Polypeptide binding specificities of Saccharomyces cerevisiae oligosaccharyltransferase accessory proteins Ost3p and Ost6p

School of Chemistry and Molecular Biosciences, The University of Queensland, Brisbane, Queensland 4072, Australia.
Protein Science (Impact Factor: 2.85). 05/2011; 20(5):849-55. DOI: 10.1002/pro.610
Source: PubMed


Asparagine-linked glycosylation is a common and vital co- and post-translocational modification of diverse secretory and membrane proteins in eukaryotes that is catalyzed by the multiprotein complex oligosaccharyltransferase (OTase). Two isoforms of OTase are present in Saccharomyces cerevisiae, defined by the presence of either of the homologous proteins Ost3p or Ost6p, which possess different protein substrate specificities at the level of individual glycosylation sites. Here we present in vitro characterization of the polypeptide binding activity of these two subunits of the yeast enzyme, and show that the peptide-binding grooves in these proteins can transiently bind stretches of polypeptide with amino acid characteristics complementary to the characteristics of the grooves. We show that Ost6p, which has a peptide-binding groove with a strongly hydrophobic base lined by neutral and basic residues, binds peptides enriched in hydrophobic and acidic amino acids.

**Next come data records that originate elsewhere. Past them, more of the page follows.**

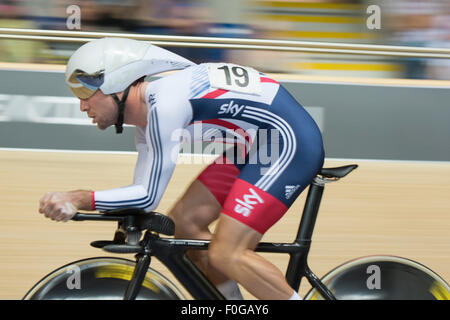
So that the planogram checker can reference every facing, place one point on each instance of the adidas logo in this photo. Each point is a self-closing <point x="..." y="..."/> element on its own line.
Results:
<point x="290" y="190"/>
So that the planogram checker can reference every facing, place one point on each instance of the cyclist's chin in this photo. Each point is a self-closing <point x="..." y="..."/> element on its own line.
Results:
<point x="102" y="126"/>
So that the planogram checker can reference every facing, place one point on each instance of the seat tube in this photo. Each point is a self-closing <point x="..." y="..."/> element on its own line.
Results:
<point x="310" y="212"/>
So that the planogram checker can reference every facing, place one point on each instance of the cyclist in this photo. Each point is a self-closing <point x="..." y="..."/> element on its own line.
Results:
<point x="277" y="151"/>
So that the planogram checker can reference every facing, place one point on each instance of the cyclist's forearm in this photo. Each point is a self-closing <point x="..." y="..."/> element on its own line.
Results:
<point x="83" y="199"/>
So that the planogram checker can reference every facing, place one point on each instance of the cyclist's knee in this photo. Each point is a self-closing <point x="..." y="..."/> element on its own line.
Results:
<point x="224" y="257"/>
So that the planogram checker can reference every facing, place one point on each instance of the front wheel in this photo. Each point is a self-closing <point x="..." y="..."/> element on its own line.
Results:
<point x="101" y="279"/>
<point x="383" y="278"/>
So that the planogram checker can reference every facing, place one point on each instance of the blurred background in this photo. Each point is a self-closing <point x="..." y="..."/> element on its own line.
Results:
<point x="402" y="22"/>
<point x="367" y="107"/>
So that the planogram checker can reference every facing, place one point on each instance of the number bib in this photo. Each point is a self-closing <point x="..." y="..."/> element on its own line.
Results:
<point x="234" y="78"/>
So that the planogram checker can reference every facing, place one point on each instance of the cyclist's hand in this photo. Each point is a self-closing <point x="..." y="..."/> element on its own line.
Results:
<point x="57" y="206"/>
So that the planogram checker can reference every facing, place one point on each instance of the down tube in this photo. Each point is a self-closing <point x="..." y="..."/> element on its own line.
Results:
<point x="191" y="277"/>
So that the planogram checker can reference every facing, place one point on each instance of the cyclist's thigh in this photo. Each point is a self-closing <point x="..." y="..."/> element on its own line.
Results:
<point x="220" y="175"/>
<point x="263" y="191"/>
<point x="196" y="207"/>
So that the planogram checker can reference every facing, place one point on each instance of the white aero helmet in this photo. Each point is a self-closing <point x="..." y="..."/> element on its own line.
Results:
<point x="113" y="64"/>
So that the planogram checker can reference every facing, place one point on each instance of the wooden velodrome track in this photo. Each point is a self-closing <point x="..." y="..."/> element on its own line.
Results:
<point x="395" y="208"/>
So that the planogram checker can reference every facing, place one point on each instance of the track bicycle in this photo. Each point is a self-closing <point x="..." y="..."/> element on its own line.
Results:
<point x="148" y="235"/>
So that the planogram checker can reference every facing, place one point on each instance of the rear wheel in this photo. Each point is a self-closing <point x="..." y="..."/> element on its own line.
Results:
<point x="101" y="279"/>
<point x="383" y="278"/>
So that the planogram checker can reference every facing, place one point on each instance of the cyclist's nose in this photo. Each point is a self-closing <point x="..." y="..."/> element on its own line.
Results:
<point x="84" y="105"/>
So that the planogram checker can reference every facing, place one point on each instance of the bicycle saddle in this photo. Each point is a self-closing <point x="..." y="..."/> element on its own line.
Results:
<point x="138" y="218"/>
<point x="337" y="172"/>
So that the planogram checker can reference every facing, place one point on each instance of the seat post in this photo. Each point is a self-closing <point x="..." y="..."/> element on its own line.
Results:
<point x="310" y="212"/>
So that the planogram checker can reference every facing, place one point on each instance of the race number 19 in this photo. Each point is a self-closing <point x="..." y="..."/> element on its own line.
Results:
<point x="234" y="78"/>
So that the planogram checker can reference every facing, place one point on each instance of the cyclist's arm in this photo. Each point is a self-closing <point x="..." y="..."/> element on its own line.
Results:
<point x="158" y="148"/>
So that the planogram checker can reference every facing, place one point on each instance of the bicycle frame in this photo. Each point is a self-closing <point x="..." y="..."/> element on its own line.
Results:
<point x="172" y="253"/>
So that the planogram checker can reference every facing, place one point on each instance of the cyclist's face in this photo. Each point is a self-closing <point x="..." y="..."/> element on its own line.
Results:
<point x="101" y="108"/>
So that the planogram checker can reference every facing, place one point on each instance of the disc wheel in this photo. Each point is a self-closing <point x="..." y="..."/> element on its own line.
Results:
<point x="383" y="278"/>
<point x="101" y="279"/>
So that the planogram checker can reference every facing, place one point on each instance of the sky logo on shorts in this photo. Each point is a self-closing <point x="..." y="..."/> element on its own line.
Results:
<point x="245" y="206"/>
<point x="232" y="108"/>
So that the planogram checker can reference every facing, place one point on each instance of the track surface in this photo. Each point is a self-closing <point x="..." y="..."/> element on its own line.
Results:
<point x="395" y="208"/>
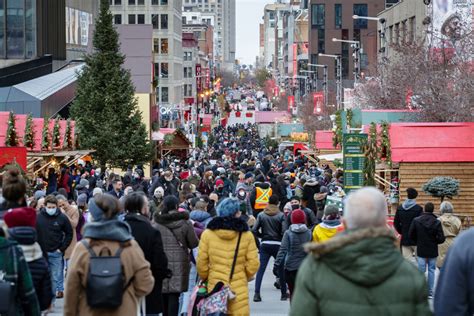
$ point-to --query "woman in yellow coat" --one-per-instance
(216, 254)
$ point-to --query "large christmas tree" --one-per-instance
(11, 139)
(105, 108)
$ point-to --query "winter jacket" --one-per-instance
(451, 227)
(178, 238)
(270, 225)
(73, 215)
(26, 238)
(54, 232)
(216, 254)
(455, 287)
(291, 253)
(327, 229)
(426, 231)
(359, 272)
(149, 240)
(404, 216)
(136, 270)
(15, 269)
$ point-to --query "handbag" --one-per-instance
(217, 300)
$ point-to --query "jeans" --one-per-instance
(267, 251)
(55, 261)
(431, 263)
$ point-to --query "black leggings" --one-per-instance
(171, 304)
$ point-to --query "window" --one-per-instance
(338, 16)
(118, 19)
(155, 21)
(164, 95)
(164, 70)
(321, 41)
(360, 10)
(164, 46)
(164, 21)
(318, 15)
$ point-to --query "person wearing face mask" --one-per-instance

Further, by introducing basic residues in place of the wild type neutral residues lining the peptide-binding groove of Ost3p, we engineer binding of a hydrophobic and acidic peptide. Our data supports a model of Ost3/6p function in which they transiently bind stretches of nascent polypeptide substrate to inhibit protein folding, thereby increasing glycosylation efficiency at nearby asparagine residues.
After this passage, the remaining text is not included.